More than half a million small businesses stand to benefit from tax cuts included in the 2017-18 NSW Budget, according to Treasurer Dominic Perrottet.
In a statement, released yesterday, the Treasurer announced: “From 1 January 2018, the NSW Government will abolish insurance duty for small businesses on commercial vehicle insurance (including aircraft), professional indemnity insurance, and product and public liability insurance. The changes will apply to businesses with an aggregated turnover of less than $2 million.
“The measures announced today will save money for up to 600,000 small businesses, helping them to grow, securing the jobs they create and enabling them to prosper in a more competitive economy.”
Perrottet also advised that form the start of next year, farmers will no longer have to pay duties on crop and livestock insurance
“These tax reductions are expected to save farmers and NSW small businesses $330m over the next four years,” he said.
Other budgetary measures with implications for small businesses include $96 million worth of support for high potential businesses through Jobs for NSW plus $30.5 million for business advisory services to help reduce red tape and drive innovation
Trent Innes, managing director of cloud accounting company Xero Australia said the NSW Budget shows NSW government “has listened to small businesses and the issues they care about, and is acting on them”. He continued, “The average business owner currently still spends 11 hours a week complying with government rules and regulations, so it’s encouraging to see that small businesses in NSW will have some relief from restrictive bureaucracy.
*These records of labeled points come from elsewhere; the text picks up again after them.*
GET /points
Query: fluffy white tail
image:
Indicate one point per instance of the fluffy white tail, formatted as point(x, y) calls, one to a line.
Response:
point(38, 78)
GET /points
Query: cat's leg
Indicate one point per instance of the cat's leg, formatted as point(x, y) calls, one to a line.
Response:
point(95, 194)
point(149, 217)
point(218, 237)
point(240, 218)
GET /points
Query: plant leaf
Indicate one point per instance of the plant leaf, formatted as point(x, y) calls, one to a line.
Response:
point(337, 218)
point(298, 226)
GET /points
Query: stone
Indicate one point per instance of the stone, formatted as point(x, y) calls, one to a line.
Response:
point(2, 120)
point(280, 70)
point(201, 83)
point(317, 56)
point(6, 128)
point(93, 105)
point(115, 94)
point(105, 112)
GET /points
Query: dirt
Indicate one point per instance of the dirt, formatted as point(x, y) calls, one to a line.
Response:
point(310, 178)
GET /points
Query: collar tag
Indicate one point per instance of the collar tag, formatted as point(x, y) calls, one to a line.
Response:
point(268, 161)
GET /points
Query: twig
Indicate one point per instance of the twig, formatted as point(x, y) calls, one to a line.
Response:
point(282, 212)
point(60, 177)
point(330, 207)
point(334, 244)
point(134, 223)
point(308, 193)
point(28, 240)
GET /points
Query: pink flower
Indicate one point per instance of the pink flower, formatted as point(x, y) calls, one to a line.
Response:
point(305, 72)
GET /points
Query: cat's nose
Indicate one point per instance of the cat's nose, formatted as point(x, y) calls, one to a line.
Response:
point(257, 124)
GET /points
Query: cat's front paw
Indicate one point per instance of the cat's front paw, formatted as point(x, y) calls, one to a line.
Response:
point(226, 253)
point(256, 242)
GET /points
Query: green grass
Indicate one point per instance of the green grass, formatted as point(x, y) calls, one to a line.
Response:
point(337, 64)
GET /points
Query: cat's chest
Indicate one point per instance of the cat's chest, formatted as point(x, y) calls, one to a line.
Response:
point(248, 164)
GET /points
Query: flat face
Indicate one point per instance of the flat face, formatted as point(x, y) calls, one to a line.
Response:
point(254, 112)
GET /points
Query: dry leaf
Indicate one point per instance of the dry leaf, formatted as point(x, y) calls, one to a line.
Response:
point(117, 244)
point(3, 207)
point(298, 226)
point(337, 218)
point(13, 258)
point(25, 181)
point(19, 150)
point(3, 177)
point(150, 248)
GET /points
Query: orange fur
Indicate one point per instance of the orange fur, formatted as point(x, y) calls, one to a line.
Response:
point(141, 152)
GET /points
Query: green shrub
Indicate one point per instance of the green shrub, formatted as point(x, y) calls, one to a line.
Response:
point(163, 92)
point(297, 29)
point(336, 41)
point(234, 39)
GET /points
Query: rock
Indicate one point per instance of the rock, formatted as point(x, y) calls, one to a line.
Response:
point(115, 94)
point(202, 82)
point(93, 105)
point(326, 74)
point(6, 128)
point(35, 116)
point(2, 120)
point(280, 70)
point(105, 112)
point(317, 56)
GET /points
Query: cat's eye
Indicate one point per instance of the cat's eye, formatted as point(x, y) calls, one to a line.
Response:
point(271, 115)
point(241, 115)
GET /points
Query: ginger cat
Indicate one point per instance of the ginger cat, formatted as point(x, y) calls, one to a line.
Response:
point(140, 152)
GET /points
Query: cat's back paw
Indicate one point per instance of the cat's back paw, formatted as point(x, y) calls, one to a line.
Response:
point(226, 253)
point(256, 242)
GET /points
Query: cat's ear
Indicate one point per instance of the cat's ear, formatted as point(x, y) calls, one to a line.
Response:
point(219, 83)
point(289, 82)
The time lost in bureaucracy can now be spent innovating and growing”.
Dean McEvoy, co-founder and CEO TechSydney – an entrepreneur-led advocacy group – said the unprecedented $4.5 billion budget surplus was an opportunity to reinvest in areas that will grow the economy; however, he said he was “disappointed there’s not more on the table for tech innovation”.
He continued, “We are… keen to see a greater commitment to innovation from the State – at the Premier’s level down. We need a clearly articulated innovation strategy and a plan as to how NSW plans to compete in this area. We would like to see startups considered in the rollout of infrastructure spending around [NSW] – in particular with the investment into health and energy we must consider opportunities for innovative tech startups in this space.
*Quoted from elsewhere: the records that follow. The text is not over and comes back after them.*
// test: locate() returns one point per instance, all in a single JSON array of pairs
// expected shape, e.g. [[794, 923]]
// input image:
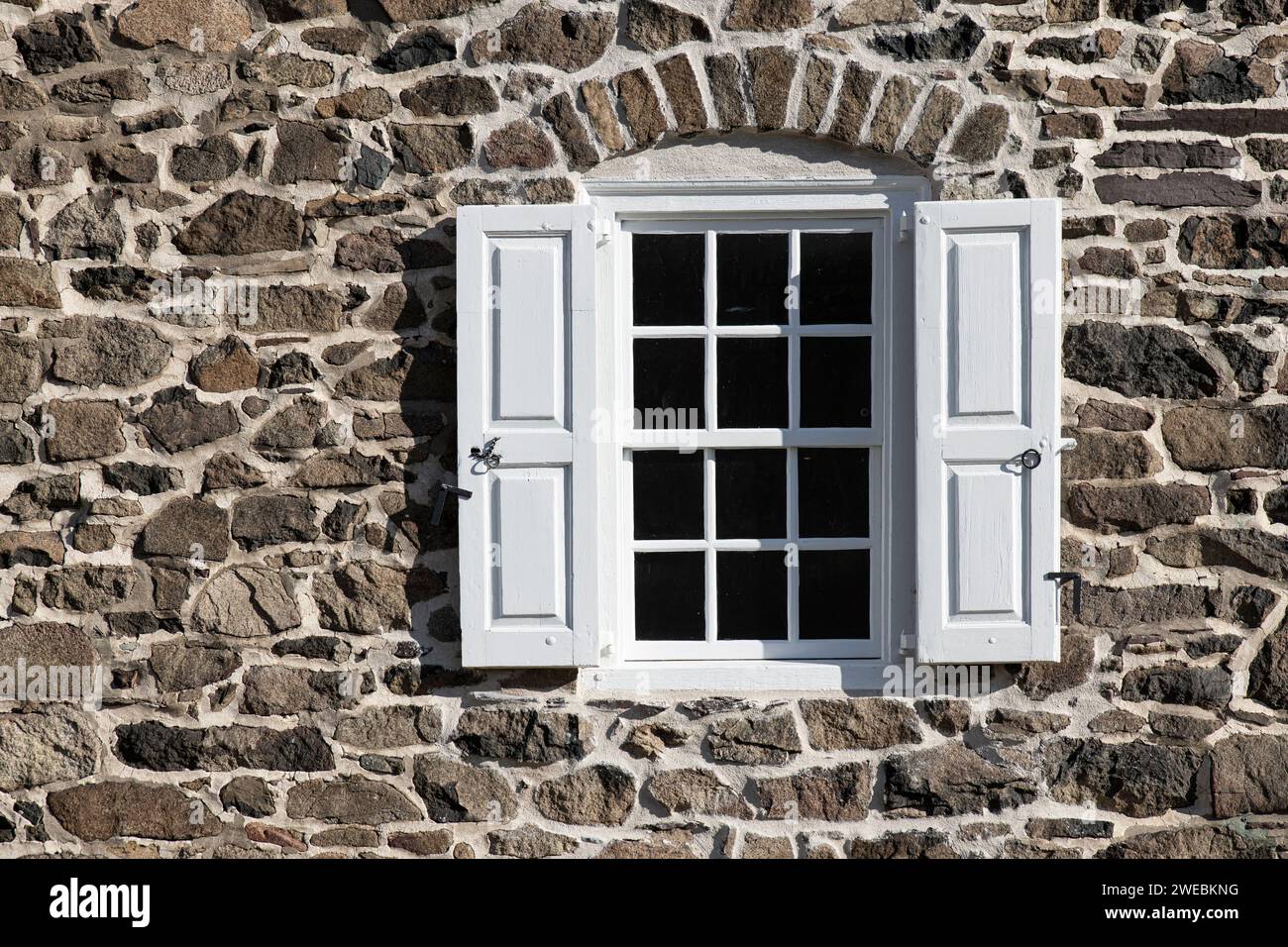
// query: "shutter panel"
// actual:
[[526, 375], [988, 343]]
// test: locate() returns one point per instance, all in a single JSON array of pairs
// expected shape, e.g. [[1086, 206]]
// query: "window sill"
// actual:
[[640, 678]]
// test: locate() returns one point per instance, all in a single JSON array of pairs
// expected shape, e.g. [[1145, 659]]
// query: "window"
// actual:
[[769, 434], [756, 342]]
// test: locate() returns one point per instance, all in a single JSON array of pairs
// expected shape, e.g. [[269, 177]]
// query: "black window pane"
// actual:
[[669, 273], [833, 492], [751, 591], [751, 278], [670, 596], [751, 495], [668, 495], [833, 594], [669, 382], [836, 277], [752, 388], [836, 382]]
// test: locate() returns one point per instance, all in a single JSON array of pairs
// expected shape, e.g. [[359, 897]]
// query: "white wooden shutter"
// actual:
[[988, 350], [526, 375]]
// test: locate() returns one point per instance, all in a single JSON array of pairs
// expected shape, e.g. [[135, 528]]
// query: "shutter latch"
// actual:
[[1076, 578], [446, 489]]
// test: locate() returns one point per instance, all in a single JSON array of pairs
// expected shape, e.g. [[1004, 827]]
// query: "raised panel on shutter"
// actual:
[[988, 347], [526, 342]]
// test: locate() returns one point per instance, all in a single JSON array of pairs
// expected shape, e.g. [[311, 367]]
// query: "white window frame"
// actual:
[[888, 204]]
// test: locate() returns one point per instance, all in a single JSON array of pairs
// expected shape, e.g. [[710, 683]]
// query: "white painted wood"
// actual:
[[527, 375], [988, 348]]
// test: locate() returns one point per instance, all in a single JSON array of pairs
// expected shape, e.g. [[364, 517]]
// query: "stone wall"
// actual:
[[224, 504]]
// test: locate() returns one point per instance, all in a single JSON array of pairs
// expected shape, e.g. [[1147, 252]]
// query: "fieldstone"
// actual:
[[1223, 437], [102, 810], [529, 841], [153, 745], [599, 795], [185, 667], [518, 145], [769, 740], [364, 598], [1137, 506], [223, 24], [859, 724], [51, 44], [1225, 840], [528, 736], [566, 39], [178, 420], [273, 519], [1134, 780], [187, 527], [51, 745], [88, 227], [385, 728], [245, 602], [43, 496], [451, 95], [836, 793], [21, 368], [953, 781], [88, 587], [1137, 361], [640, 106], [458, 792], [352, 800], [241, 223], [768, 16], [412, 51], [936, 118], [697, 791], [248, 795]]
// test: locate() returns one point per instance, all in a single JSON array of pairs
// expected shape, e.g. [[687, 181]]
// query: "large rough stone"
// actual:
[[528, 736], [243, 223], [599, 795], [755, 740], [859, 724], [187, 527], [953, 781], [1137, 361], [540, 33], [245, 602], [52, 745], [351, 800], [458, 792], [102, 810], [153, 745], [836, 793], [1133, 779], [697, 791], [178, 420]]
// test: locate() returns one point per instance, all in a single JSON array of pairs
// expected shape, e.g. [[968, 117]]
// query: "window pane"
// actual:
[[752, 390], [751, 495], [833, 492], [751, 591], [669, 382], [668, 495], [751, 278], [669, 273], [670, 596], [836, 277], [833, 587], [836, 382]]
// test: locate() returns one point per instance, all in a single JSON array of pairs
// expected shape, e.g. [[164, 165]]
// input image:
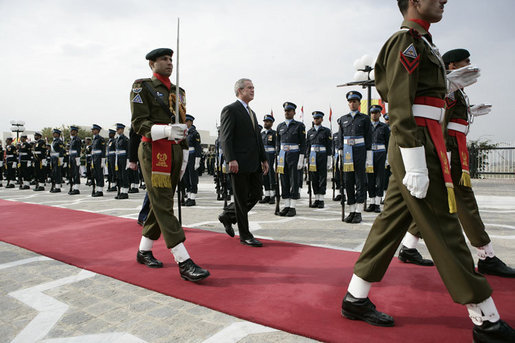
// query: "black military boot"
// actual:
[[489, 332], [191, 272], [494, 266], [349, 217], [413, 256], [148, 259], [265, 200], [363, 309]]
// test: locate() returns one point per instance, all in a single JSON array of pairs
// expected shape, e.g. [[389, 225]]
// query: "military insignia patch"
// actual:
[[410, 51], [137, 99]]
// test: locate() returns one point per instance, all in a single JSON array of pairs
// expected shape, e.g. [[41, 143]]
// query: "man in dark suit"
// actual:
[[243, 149]]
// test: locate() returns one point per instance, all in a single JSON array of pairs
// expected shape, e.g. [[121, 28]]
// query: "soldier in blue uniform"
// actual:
[[74, 160], [56, 158], [269, 137], [111, 161], [291, 144], [356, 138], [39, 152], [98, 154], [380, 138], [11, 162], [120, 165], [319, 145], [25, 159], [190, 177]]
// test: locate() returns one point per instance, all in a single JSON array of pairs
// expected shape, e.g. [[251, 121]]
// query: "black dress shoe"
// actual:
[[251, 242], [265, 200], [413, 256], [292, 212], [284, 211], [190, 202], [363, 309], [349, 218], [191, 272], [489, 332], [148, 259], [357, 218], [494, 266], [370, 208], [227, 224]]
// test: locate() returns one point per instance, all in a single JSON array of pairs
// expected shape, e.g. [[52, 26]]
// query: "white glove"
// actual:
[[480, 110], [300, 164], [369, 162], [417, 176], [462, 77], [185, 156]]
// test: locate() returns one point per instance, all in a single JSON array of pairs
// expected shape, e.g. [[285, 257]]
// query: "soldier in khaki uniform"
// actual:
[[410, 76], [458, 116], [163, 154]]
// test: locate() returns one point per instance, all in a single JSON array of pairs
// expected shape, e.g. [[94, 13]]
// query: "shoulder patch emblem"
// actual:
[[137, 99]]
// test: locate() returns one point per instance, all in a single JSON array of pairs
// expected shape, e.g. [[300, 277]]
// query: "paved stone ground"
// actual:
[[96, 308]]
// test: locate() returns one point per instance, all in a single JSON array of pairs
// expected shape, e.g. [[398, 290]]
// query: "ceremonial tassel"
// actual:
[[451, 198], [465, 179]]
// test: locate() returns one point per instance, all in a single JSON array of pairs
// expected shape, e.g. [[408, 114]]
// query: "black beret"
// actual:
[[455, 55], [154, 54]]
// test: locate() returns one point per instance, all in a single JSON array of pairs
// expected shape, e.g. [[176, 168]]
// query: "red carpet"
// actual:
[[291, 287]]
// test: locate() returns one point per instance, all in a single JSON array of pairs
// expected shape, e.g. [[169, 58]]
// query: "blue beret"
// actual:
[[353, 95], [154, 54], [190, 117], [375, 108], [269, 117], [289, 106]]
McEvoy said the government’s $536 million investment in NSW digital health infrastructure represents “a good opportunity to begin building a centre of excellence in this field”. He added, “As this infrastructure rolls out, we are keen to see NSW based tech startups have an even playing field to compete for these opportunities”.
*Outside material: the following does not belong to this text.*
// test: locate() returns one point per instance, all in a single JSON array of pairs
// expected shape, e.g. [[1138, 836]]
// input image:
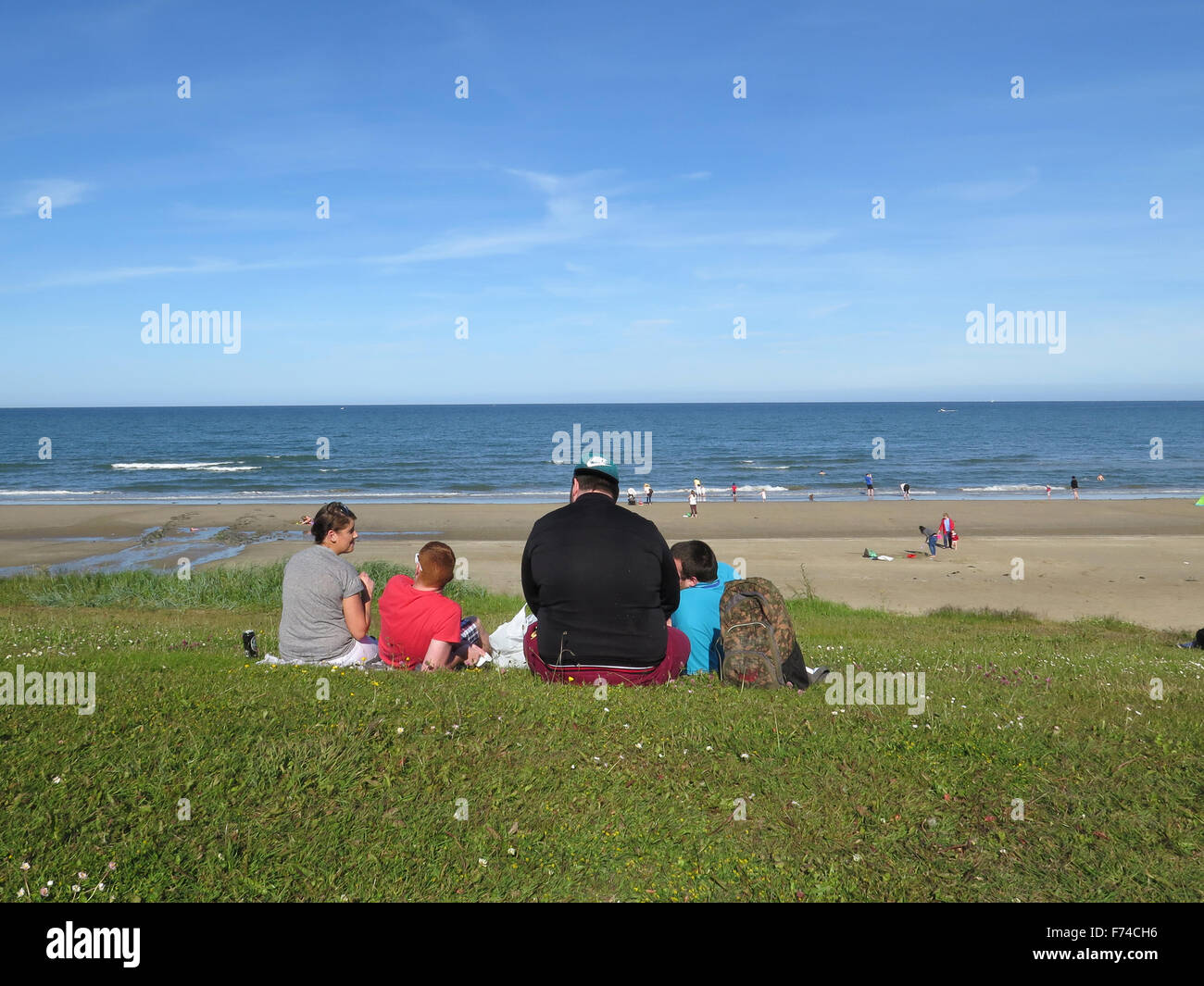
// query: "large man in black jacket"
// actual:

McEvoy said the government’s decision to reinvest surplus funds into the education sector must involve “the building of technology skills – from primary through to University”.
“Unless we feed more graduates into the technology pipeline, NSW runs the risk of seeing its growing tech community shift elsewhere,” he said. “We also need to give our NSW students a fighting chance at competing and helping to build the businesses of the future. With economies around the world gearing up for this challenge, our students will need to be deeply grounded in technology skills to be able to compete in this area.”